Wie ist Ihre Wertung: Wie gut taugen Kriegsgräberstätten als außerschulische Lernorte? 

Außerschulische Lernorte bieten den Schülerinnen und Schülern eine Möglichkeit, Geschichte außerhalb des Klassenzimmers kennenzulernen. Die Kriegsgräberstätte an der Burg Ludwigstein hat dabei ein enormes Potential, da auf dieser Gräberstätte viele verschiedene Kriegsopfergruppen bestattet sind. Hier wird eine vertiefende Auseinandersetzung mit Themen aus dem Nationalsozialismus und dem Zweiten Weltkrieg sowie der Nachkriegszeit ermöglicht. Der Standort der Gräberstätte und die Vergangenheit der Burg Ludwigstein bieten darüber hinaus eine Perspektive auf die Regionalgeschichte, da sie an der deutsch-deutschen Grenze liegt und Teil der deutschen Jugendbewegung war. Die Kriegsgräberstätte ist ein Ort, an dem die Vergangenheit erfahrbar und emotional zugänglich gemacht werden kann.

Haben Sie die Praxistage in unserem Projekt motiviert für Ihre Zukunft als Lehrer?

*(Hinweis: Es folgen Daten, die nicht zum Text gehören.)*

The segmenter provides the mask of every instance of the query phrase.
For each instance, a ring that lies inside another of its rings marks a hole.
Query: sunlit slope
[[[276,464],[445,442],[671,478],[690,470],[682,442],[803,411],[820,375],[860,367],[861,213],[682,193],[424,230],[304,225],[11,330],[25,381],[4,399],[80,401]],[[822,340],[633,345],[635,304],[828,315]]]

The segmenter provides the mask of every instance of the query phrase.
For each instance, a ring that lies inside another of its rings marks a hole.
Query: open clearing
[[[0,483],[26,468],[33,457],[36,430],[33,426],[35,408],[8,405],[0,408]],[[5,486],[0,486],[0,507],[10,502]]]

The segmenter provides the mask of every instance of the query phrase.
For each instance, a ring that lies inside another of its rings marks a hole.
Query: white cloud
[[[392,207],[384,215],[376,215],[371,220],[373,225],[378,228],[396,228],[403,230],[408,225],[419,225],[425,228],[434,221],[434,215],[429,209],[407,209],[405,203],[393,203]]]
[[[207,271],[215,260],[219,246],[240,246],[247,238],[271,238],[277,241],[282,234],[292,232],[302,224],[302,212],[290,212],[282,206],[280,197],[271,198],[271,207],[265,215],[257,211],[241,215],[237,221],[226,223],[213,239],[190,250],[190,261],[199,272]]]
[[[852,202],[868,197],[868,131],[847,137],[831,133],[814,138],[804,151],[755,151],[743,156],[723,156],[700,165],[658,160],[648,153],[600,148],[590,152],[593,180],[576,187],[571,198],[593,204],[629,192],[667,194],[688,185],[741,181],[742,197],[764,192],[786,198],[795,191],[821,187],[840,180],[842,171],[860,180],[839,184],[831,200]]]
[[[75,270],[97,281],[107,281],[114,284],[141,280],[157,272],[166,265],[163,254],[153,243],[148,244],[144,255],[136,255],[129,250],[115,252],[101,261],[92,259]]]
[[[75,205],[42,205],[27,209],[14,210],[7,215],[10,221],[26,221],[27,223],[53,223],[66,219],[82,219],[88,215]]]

Oder sehen Sie Probleme? 

Ich werde solche Projekte definitiv in meinen Unterricht einbauen. Sie sind eine optimale Ergänzung zum regulären Fachunterricht. Ich sehe allerdings auch Probleme in der Umsetzung. Aufgrund von strikten Zeitplänen und curricularen Vorgaben ist eine Exkursion nur bedingt möglich, sie ist mit Kosten und viel Zeit verbunden. Dennoch ist das Potenzial solcher Praxistage enorm und sollte in den Schulalltag integriert werden. 

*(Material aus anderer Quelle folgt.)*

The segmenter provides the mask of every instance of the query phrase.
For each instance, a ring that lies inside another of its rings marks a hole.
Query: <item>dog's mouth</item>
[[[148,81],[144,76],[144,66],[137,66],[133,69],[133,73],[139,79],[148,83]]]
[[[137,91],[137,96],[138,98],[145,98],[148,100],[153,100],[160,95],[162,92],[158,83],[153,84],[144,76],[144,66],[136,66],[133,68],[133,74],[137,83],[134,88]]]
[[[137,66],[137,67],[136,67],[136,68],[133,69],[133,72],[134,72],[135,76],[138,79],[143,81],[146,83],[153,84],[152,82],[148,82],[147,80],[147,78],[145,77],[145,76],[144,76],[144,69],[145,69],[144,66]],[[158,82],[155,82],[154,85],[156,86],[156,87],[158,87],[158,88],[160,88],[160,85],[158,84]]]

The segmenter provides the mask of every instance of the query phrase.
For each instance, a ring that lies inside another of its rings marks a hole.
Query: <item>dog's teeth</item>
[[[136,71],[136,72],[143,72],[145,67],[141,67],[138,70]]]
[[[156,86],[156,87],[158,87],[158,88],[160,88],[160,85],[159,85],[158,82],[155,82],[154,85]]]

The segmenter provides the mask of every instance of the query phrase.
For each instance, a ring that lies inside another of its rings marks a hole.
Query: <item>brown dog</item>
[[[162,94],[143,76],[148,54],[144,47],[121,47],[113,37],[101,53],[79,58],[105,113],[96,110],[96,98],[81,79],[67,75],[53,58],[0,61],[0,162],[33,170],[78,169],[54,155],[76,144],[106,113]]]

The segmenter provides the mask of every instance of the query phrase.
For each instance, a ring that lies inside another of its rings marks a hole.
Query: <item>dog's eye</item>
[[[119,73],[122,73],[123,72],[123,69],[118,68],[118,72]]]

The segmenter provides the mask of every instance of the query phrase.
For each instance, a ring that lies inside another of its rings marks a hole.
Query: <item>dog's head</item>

Haben Sie schon Ziele für die Zeit nach dem Studium? 

Zunächst möchte ich mein Studium erfolgreich abschließen und das Referendariat absolvieren. Mein Ziel als Geschichtslehrer ist, dass sich Schülerinnen und Schüler für Geschichte interessieren. Dass der Unterricht ihnen zeigt, dass es sich nicht nur um Faktenwissen über die Vergangenheit handelt, sondern dass wir anhand der Vergangenheit auch die Gegenwart und Zukunft beeinflussen können. Ich möchte meinen Schülerinnen und Schülern zeigen, dass Geschichtslernen Spaß machen kann und auch wichtig für die Identitätsbildung ist. Gerade weil wir uns in einer Zeit befinden, in der die Zeitzeugen aus dem Zweiten Weltkrieg schwinden, ist die Vermittlung von Wissen über diese Zeit enorm wichtig und sollte unterstreichen, dass so etwas nie wieder passieren darf. 

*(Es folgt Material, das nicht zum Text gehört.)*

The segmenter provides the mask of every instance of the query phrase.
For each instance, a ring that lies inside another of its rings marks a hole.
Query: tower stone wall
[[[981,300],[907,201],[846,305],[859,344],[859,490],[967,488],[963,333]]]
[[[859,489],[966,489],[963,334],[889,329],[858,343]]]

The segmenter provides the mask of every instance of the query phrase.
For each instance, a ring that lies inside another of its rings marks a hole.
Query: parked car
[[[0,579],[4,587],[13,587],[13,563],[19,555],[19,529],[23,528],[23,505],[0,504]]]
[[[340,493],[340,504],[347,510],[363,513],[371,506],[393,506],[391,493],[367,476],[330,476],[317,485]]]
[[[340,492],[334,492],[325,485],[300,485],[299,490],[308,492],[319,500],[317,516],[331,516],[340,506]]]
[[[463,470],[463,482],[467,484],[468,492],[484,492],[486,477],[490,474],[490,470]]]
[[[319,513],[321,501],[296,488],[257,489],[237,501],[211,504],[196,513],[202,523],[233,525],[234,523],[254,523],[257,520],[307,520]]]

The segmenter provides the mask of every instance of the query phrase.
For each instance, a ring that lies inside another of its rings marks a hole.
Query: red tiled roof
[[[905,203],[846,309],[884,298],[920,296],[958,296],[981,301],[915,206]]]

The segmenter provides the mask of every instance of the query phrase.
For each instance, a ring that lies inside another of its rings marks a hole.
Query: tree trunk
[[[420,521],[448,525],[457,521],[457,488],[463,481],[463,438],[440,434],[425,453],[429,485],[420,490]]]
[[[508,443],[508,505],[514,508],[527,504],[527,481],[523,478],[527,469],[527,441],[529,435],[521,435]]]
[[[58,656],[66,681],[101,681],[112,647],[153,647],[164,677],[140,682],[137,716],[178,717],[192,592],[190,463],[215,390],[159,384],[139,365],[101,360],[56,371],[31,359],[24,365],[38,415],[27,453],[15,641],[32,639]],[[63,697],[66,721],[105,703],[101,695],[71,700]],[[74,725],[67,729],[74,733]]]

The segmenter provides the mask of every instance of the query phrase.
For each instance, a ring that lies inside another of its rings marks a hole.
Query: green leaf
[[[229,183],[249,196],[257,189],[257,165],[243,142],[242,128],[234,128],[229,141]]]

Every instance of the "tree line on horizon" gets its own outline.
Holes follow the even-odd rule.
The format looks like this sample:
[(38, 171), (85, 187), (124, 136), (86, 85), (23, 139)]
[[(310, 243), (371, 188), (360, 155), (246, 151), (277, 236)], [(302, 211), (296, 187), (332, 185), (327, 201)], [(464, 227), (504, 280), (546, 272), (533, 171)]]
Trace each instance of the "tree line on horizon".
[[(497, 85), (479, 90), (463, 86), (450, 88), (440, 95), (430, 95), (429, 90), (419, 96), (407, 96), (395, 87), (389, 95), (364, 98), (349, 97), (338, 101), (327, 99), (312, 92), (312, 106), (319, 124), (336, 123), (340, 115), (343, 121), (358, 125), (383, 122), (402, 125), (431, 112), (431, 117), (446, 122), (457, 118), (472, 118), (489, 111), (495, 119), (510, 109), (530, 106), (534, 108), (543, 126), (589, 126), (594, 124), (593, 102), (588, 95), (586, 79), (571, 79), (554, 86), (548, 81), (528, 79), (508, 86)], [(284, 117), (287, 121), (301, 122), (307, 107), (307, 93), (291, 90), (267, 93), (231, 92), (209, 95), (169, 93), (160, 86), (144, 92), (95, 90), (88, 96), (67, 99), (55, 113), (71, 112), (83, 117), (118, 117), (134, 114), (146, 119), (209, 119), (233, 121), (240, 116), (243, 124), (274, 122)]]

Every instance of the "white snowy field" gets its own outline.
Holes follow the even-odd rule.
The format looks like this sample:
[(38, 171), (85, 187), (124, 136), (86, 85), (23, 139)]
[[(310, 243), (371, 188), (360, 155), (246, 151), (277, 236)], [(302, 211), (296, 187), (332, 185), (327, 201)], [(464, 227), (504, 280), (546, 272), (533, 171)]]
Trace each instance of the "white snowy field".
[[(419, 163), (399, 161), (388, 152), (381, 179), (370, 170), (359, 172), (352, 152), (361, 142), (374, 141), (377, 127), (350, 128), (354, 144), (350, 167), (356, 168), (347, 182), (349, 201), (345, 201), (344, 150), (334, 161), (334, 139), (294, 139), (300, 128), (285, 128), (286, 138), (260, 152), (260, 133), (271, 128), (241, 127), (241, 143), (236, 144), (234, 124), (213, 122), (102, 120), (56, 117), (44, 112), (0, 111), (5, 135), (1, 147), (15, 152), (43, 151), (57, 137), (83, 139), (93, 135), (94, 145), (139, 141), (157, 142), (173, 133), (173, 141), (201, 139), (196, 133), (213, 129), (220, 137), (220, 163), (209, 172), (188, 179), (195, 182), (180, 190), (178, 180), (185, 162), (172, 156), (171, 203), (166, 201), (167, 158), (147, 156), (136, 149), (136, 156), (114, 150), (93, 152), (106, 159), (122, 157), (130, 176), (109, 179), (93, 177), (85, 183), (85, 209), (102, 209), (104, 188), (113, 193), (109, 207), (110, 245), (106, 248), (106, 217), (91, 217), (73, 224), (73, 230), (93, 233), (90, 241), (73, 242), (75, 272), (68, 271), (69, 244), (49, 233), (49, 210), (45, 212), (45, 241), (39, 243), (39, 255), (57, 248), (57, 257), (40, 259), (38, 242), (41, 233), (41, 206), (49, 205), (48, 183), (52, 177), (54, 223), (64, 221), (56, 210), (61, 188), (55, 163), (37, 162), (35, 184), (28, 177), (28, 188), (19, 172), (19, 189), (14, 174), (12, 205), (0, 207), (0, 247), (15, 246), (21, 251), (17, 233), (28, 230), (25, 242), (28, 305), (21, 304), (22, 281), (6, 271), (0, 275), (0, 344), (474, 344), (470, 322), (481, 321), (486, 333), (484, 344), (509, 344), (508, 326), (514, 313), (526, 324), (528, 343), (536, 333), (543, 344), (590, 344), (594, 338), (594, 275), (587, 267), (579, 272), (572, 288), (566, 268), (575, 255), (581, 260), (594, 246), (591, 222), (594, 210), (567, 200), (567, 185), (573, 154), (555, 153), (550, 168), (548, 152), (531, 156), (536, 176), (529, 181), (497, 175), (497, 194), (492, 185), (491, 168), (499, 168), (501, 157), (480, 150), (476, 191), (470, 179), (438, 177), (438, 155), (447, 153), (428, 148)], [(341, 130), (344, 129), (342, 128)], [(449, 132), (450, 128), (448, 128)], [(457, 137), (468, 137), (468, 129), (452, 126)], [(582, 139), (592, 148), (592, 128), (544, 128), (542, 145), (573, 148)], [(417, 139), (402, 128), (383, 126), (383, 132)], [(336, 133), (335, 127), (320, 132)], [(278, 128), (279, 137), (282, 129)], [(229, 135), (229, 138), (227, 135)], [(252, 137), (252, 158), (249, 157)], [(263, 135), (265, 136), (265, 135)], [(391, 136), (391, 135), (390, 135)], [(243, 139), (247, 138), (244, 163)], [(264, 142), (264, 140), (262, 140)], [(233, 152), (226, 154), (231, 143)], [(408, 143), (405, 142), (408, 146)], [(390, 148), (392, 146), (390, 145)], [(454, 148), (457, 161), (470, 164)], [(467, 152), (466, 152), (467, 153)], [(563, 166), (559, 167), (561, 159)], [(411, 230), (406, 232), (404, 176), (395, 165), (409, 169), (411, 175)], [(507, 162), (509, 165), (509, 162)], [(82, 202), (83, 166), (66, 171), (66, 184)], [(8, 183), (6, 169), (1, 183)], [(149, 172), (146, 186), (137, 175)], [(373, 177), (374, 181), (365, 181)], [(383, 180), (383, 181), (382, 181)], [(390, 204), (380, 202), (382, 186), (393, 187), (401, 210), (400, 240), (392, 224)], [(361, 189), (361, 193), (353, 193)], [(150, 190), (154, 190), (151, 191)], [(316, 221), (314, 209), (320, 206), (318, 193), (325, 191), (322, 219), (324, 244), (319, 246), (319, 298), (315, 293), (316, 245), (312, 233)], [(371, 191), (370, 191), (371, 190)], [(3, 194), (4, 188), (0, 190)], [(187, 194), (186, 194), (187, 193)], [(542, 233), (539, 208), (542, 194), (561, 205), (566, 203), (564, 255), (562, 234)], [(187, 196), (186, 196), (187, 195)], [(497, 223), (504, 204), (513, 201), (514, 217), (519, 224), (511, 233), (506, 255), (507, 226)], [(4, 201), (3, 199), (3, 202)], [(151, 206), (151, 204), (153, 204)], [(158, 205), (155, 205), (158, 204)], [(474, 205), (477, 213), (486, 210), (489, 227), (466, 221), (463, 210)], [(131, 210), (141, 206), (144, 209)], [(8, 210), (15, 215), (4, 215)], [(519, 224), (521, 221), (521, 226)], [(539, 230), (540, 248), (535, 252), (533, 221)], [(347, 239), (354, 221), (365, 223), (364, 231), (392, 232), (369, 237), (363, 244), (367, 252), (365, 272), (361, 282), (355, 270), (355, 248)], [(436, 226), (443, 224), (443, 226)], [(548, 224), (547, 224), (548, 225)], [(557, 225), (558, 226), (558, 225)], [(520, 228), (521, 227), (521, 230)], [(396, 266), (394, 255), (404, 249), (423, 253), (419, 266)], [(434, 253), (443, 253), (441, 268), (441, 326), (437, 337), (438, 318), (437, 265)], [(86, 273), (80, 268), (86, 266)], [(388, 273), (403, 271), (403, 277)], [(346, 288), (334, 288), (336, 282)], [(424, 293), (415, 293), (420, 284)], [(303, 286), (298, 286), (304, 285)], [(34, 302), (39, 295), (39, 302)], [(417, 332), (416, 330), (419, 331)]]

Würden Sie Mitglied im Volksbund werden? 

Ja, ich würde Mitglied des Volksbundes werden!

Lieber Herr Hartwigk, herzlichen Dank für die Beantwortung der Fragen und für Ihre positive Beurteilung. Wir wünschen Ihnen alles Gute für die Zukunft!

 

Die Fragen stellte Dr. Maike Bartsch, Regionalbeauftragte Hessen Nord im Landesverband Hessen im Volksbund.